Percent-based scrolling. Previously, Chromium browsers use fixed scroll delta values (100px per mouse wheel tick, or 40px per scrollbar button click or keyboard arrow press). But Microsoft changed this behavior to match legacy Edge, which used scroller height to compute scroll deltas. “Percent based scrolling is a great functional addition making it much easier to navigate smaller scrollers,” Microsoft says.

Overscroll bounce effects on the root scroller. Overscroll bounce is a signal to the user that they’ve reached the end of a page while scrolling, Microsoft explains. (Some call this “rubber banding”.) In its user studies, Microsoft saw that over 70 percent of users preferred the overscroll bounce effect, so it’s now enabled for both touch touchpad input in Edge when scrolling in any direction.

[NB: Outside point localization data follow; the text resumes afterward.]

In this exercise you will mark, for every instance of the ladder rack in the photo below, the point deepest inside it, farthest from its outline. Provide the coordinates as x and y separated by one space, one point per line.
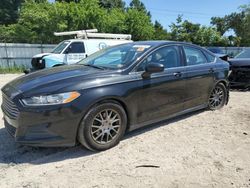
92 33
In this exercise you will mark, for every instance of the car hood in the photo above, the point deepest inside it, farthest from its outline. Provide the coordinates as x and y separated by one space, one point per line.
239 62
55 79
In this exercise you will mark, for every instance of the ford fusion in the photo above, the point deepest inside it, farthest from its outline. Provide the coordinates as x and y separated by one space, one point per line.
116 90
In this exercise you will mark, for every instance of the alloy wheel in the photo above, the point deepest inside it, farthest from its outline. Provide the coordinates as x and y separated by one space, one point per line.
217 97
105 126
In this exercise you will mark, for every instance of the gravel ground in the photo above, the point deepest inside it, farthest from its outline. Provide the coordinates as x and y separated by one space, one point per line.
202 149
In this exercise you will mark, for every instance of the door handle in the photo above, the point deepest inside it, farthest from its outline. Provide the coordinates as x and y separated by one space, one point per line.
177 74
211 70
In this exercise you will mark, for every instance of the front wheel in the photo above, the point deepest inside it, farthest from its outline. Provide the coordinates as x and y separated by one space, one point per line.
103 126
218 97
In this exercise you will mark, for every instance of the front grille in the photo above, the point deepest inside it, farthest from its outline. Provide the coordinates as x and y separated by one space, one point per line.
9 107
10 129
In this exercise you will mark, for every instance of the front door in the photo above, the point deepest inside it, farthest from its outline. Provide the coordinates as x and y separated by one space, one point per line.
200 77
161 95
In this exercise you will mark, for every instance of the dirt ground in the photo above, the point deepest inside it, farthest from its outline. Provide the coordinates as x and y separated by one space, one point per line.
202 149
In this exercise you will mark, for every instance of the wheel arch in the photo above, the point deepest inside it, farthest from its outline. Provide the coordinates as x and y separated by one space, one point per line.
107 99
226 84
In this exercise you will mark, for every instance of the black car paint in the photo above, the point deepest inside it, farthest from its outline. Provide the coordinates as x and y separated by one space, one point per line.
146 100
240 75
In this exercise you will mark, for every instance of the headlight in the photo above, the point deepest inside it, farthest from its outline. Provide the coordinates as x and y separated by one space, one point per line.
60 98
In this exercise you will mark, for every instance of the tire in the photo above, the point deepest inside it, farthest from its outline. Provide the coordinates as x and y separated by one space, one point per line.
218 97
103 126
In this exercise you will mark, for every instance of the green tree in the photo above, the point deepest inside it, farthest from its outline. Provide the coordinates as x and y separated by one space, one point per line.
9 11
111 4
190 32
139 25
239 22
159 32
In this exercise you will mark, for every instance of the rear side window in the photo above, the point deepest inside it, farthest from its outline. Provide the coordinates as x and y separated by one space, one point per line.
210 57
194 56
76 47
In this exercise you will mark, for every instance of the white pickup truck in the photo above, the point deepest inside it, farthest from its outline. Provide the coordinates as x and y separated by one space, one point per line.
73 50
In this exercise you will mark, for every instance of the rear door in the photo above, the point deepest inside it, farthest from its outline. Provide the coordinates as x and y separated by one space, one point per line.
200 76
74 53
162 94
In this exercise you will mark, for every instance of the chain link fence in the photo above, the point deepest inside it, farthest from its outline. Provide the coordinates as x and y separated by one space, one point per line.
20 55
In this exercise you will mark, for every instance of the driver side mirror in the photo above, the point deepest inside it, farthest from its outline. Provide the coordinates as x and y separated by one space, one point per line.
67 50
152 68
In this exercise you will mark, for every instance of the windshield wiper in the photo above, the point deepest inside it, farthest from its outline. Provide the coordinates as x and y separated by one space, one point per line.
94 66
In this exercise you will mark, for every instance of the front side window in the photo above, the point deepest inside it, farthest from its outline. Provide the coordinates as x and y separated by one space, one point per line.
116 57
76 48
243 54
168 56
194 56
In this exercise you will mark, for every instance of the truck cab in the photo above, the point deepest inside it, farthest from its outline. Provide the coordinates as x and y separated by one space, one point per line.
71 51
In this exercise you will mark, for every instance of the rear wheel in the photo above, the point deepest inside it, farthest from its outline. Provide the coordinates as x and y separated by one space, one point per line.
103 126
218 97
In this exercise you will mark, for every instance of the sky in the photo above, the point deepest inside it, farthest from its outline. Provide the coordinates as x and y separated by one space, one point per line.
196 11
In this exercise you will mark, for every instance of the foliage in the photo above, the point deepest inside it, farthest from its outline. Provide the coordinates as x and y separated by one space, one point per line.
238 22
190 32
34 21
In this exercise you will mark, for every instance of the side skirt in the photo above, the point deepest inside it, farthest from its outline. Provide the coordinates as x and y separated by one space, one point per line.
137 126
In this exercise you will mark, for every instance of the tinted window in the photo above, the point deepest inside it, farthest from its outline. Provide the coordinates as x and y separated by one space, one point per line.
116 57
76 47
194 56
168 56
244 54
210 57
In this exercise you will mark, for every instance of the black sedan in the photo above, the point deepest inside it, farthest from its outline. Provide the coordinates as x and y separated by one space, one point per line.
115 90
240 70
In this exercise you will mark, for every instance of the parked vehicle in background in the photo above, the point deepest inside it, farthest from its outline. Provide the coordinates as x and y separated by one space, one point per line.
115 90
71 51
240 70
218 52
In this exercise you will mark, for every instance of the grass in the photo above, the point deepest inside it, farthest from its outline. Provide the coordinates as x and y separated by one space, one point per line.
13 69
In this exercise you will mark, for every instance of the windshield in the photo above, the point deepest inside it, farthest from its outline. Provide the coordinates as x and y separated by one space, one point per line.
60 47
116 57
244 54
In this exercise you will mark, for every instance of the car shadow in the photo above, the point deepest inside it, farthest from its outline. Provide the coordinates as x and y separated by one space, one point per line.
161 123
12 153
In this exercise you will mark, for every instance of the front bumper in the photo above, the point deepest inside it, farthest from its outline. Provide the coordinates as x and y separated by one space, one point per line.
45 128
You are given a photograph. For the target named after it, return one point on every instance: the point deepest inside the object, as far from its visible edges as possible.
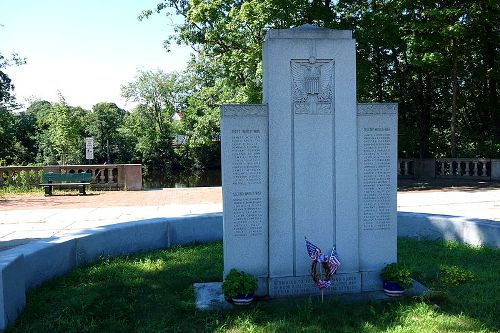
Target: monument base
(303, 285)
(209, 295)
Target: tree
(59, 132)
(102, 124)
(159, 95)
(437, 59)
(6, 86)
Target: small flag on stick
(333, 261)
(313, 251)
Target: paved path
(24, 218)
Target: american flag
(333, 261)
(313, 251)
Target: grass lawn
(152, 292)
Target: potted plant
(396, 279)
(239, 287)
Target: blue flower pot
(243, 299)
(392, 289)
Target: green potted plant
(396, 279)
(239, 287)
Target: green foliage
(103, 123)
(398, 274)
(7, 99)
(159, 95)
(406, 52)
(454, 275)
(238, 283)
(65, 133)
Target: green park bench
(79, 180)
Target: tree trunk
(453, 137)
(425, 115)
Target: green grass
(152, 292)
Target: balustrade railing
(104, 176)
(463, 168)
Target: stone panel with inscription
(303, 285)
(244, 179)
(377, 149)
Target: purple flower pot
(243, 299)
(392, 289)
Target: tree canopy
(437, 59)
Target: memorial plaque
(377, 141)
(244, 181)
(315, 165)
(304, 285)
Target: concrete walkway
(27, 218)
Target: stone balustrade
(406, 167)
(104, 176)
(461, 168)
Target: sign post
(89, 148)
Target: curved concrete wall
(27, 266)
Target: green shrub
(398, 274)
(454, 275)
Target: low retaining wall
(27, 266)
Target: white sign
(89, 148)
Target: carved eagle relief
(312, 86)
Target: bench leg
(48, 190)
(81, 190)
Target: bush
(238, 283)
(454, 275)
(398, 274)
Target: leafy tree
(60, 133)
(6, 86)
(159, 95)
(437, 59)
(102, 124)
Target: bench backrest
(53, 177)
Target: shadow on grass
(152, 292)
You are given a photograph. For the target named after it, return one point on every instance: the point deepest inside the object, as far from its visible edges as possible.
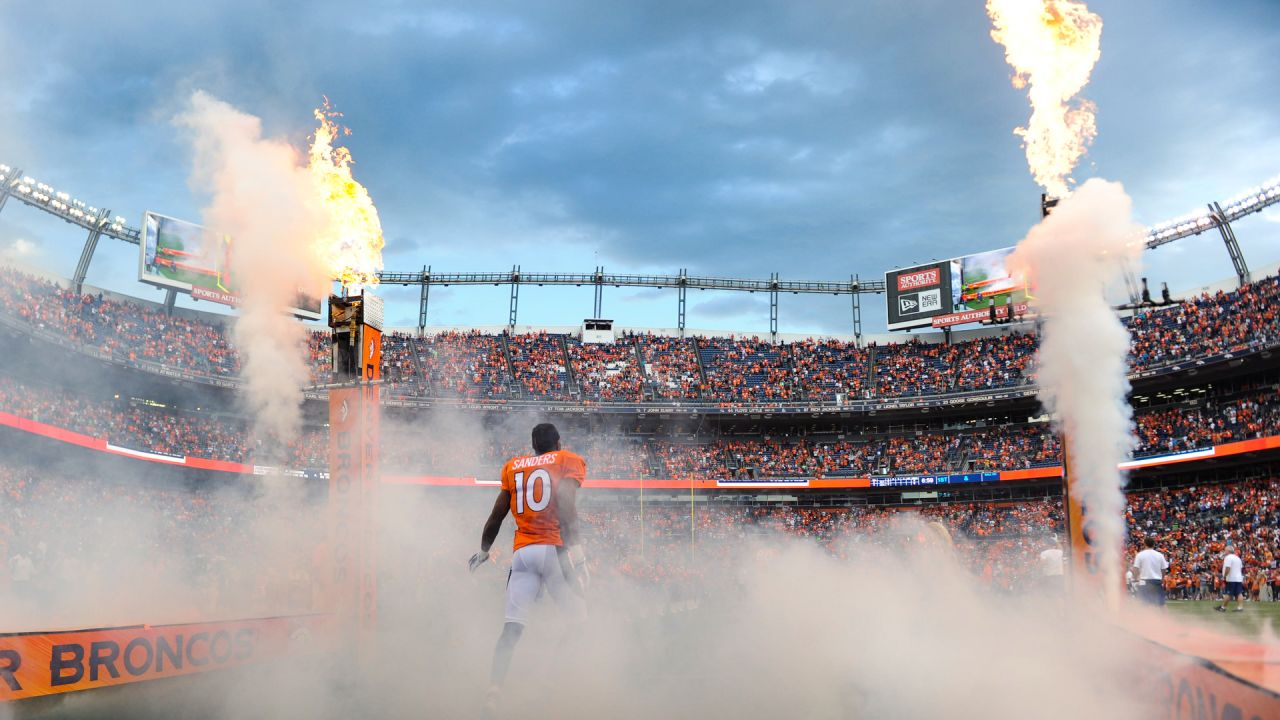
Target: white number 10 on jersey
(538, 491)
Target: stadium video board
(917, 295)
(952, 292)
(191, 259)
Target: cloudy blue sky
(814, 139)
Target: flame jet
(1052, 46)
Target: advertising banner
(41, 664)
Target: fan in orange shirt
(540, 492)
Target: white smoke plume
(1073, 260)
(261, 196)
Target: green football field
(1256, 615)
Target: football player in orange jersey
(540, 492)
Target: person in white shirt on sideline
(1233, 572)
(1151, 566)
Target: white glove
(579, 573)
(478, 560)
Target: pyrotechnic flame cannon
(356, 338)
(356, 331)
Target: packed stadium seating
(647, 368)
(1161, 429)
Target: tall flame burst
(1052, 46)
(350, 245)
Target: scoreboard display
(951, 292)
(917, 295)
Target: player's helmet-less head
(545, 438)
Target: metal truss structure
(97, 222)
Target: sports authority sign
(40, 664)
(928, 277)
(917, 295)
(977, 315)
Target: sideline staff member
(1151, 566)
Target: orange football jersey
(531, 482)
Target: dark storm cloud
(814, 139)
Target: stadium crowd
(717, 369)
(150, 427)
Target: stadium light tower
(356, 331)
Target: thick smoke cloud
(261, 196)
(1075, 259)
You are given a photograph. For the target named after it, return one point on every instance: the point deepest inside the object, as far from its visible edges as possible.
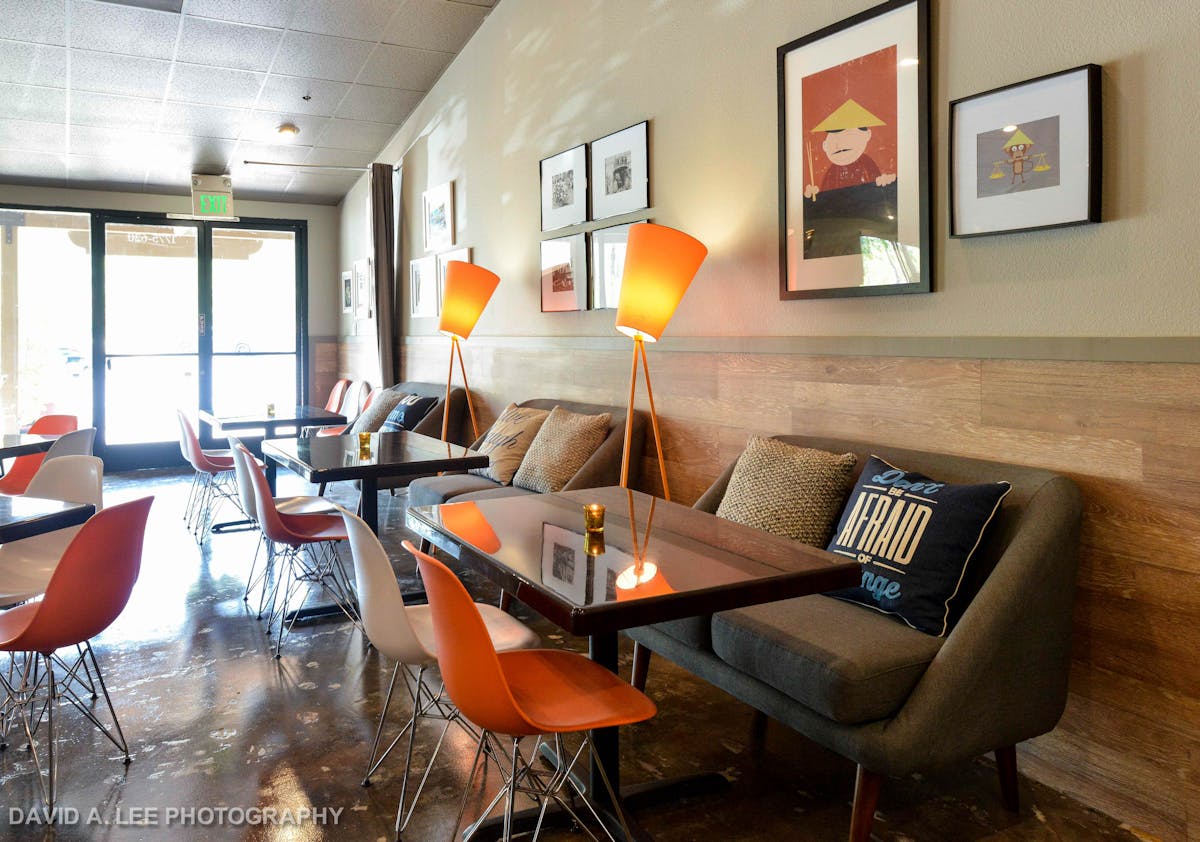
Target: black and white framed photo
(564, 274)
(607, 265)
(855, 156)
(621, 174)
(443, 259)
(1027, 156)
(437, 204)
(423, 287)
(564, 188)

Additionally, Microsoft also changed some of the behaviors between legacy Edge and the new Edge because some behaviors were not well-liked. A feature called scroll chaining—an effect that scrolls the parent scroller once the sub-scroller has reached its bounds—was perceived as a bug by many users, so it’s been removed; Edge now uses a Chromium feature called scroll latching, where all scrolling manipulation is directed to the same scroller until a certain amount of time passes with no scroll, instead. The firm also removed quick flick, which produced large scroll deltas when a user made a short but fast flick gesture on the screen.

“We’re looking to make the new Microsoft Edge not just a carbon-copy of [legacy Edge], but an improvement that combines the best of Chromium with the best of [legacy Edge],” the team explains. “To that end, we’re evaluating other personality improvements and are investigating how to enable those in the coming updates.”